Glenna Batson’s lecture today, “Dance for Parkinson’s … Exploring the Brain’s Movement Potential,” is the latest installment in the Friday Center’s series “What’s the Big Idea?”
Batson is a former professor of physical therapy at Winston-Salem State University and an independent researcher on the effects of dance on Parkinson’s patients.
Staff writer Elizabeth Tew spoke to Batson about her research and the way it can be used to help treat the disease.
Daily Tar Heel: How does Parkinson’s disease affect the brain?
Glenna Batson: Parkinson’s is a chronic, progressive and degenerative disease.
We don’t know the cause. We are suspecting there is a combination of genes and environmental effects that cause this disease.
The main symptoms are things that affect the motor system. There are problems with balance, and the person’s movements are often rigid.
DTH: What has your research on the effects of dance shown?
GB: Dance provides a very rich environment where a person can have all of their senses stimulated at once.
Dance also requires a person to think on their feet.
DTH: What types of dances should someone with Parkinson’s partake in?
GB: Tango, modern contemporary dance, and another is ballet.

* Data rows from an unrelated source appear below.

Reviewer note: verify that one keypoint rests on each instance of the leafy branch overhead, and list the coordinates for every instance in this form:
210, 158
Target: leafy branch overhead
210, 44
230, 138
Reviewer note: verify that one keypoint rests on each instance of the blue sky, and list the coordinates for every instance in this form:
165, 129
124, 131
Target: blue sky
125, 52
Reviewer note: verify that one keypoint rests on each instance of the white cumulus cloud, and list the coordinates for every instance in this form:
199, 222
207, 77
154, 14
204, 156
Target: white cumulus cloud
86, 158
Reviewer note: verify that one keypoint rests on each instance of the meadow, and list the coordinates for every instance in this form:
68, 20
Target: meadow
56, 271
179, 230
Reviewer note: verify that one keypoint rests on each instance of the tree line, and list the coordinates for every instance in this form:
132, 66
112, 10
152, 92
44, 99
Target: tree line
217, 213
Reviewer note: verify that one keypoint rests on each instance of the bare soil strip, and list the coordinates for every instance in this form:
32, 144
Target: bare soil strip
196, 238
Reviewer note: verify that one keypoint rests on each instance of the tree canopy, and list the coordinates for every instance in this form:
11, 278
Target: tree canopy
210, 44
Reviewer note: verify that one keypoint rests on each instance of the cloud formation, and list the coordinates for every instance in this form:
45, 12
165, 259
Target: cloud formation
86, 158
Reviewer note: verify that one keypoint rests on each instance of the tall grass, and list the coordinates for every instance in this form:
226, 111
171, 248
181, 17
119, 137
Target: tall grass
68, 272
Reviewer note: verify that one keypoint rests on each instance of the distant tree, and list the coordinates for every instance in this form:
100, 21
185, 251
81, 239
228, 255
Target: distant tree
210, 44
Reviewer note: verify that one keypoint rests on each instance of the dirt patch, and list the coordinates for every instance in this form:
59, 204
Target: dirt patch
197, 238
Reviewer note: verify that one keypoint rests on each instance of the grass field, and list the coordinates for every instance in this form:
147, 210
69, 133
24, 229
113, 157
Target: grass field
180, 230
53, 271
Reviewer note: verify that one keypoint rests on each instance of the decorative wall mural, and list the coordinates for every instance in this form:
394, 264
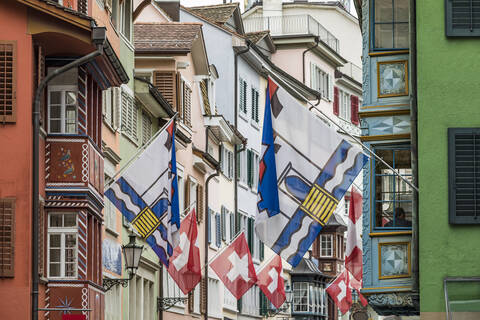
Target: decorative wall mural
112, 256
392, 78
394, 260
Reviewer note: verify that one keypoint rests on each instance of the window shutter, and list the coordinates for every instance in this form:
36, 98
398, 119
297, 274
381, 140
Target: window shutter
7, 237
249, 168
209, 221
166, 83
224, 224
187, 105
8, 81
218, 231
336, 101
354, 109
199, 203
462, 18
464, 172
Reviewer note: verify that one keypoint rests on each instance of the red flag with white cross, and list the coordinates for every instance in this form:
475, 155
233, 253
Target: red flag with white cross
339, 291
184, 264
235, 268
270, 281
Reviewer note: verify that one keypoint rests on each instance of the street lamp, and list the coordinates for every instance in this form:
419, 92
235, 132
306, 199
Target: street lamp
132, 253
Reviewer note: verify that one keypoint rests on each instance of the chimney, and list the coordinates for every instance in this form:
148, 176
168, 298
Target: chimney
171, 7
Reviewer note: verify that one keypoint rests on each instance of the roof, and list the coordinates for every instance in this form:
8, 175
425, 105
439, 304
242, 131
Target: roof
220, 13
257, 36
307, 266
167, 36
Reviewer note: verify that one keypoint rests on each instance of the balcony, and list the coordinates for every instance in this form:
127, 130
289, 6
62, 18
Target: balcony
292, 25
73, 162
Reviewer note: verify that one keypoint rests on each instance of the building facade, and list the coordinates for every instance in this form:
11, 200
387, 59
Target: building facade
389, 203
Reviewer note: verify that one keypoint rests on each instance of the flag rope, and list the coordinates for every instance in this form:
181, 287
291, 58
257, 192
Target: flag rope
269, 71
113, 179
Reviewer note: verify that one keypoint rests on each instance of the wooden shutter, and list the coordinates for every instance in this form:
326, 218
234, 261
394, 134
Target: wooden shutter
354, 109
335, 101
464, 174
200, 203
166, 83
7, 237
187, 105
462, 18
8, 81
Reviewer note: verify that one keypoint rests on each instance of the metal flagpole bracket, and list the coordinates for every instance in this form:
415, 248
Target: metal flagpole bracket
166, 303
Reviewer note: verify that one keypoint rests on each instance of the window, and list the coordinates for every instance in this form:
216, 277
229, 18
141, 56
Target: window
62, 245
242, 101
464, 171
129, 116
321, 81
461, 18
255, 111
7, 237
390, 24
8, 81
146, 128
393, 196
326, 246
226, 164
344, 111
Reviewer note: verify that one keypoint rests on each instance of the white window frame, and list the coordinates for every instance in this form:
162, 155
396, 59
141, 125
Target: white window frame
326, 255
63, 89
62, 231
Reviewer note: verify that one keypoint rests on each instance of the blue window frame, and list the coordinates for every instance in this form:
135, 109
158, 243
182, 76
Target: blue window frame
390, 29
392, 196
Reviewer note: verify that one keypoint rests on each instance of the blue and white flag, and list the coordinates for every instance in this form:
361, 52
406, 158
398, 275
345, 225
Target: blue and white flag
147, 194
305, 169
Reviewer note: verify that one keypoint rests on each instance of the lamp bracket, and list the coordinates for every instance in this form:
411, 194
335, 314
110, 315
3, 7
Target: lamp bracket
166, 303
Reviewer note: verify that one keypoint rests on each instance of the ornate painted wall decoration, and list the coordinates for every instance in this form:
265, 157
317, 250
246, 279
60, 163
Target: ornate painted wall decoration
392, 78
112, 256
394, 260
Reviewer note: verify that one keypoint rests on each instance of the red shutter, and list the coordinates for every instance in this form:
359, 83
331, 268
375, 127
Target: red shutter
354, 109
335, 101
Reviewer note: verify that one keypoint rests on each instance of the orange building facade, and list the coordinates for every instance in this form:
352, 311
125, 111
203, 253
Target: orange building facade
37, 38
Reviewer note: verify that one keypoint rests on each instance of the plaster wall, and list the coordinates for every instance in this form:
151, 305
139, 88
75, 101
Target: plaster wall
447, 97
16, 163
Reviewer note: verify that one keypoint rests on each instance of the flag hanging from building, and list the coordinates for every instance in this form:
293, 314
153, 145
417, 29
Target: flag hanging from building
235, 268
353, 251
147, 194
305, 170
184, 264
270, 281
339, 291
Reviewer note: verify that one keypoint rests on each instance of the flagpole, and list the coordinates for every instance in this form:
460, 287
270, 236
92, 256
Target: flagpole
350, 135
136, 155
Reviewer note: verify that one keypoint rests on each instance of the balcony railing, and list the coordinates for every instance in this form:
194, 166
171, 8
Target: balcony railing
352, 71
292, 25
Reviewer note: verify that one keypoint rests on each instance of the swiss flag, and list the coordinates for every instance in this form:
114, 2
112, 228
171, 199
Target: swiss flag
339, 291
184, 264
235, 268
271, 282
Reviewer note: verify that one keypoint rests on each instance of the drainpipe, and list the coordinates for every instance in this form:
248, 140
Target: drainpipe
317, 40
216, 174
98, 39
414, 143
236, 151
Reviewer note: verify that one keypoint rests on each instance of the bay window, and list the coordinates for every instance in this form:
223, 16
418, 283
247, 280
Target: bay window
62, 245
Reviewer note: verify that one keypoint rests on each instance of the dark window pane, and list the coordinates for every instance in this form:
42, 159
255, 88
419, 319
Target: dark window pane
383, 11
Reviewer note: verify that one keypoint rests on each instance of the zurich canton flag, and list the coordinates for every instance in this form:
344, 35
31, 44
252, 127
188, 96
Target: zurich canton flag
305, 170
147, 194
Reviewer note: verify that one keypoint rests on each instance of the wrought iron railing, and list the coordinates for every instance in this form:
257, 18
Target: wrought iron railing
292, 25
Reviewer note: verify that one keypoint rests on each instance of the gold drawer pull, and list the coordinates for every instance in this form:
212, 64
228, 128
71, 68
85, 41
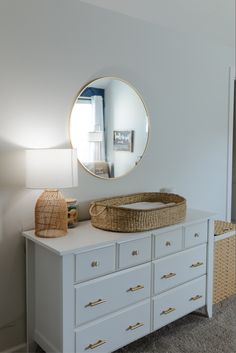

The research I am doing is using improvisation. I went on the idea that everyday movement requires improvisation. We can’t always plan our lives to the nth degree.
We have to have some flexibility. My idea was that people could generate movement on their own without having to follow a teacher or music. The research suggests that if you show people the movement, they can generate it.
DTH: How does dance act as a stimulus?
GB: The brain and body work together. A lot of times, the body gives the brain very important messages about movement and programs the brain how to move.
They work very reciprocally and very much together. Movement at its best needs good balance and the ability to problem solve in the movement.
DTH: Why should dancers and physical therapists be aware of this treatment?
GB: The more people become educated about the need for whole body expressive movement, the more people will come on board.
Many people believe they can’t dance, but everyone can dance when taught properly.
It is very scary for someone that has a degenerative illness to enter into that setting. Once the initial fear has been somewhat lowered by the community spirit of the group, then everyone joins and everyone enjoys it.
DTH: Why are you passionate about the use of dance to treat Parkinson’s?
GB: I myself am a dancer. I just really believe in the generative power in dance.
I believe one of the things that helps anyone is to be allowed to be creative and be expressive.
In the work that I have done over the years, I just see people come alive in ways that they never believed were possible, and it is so inspiring.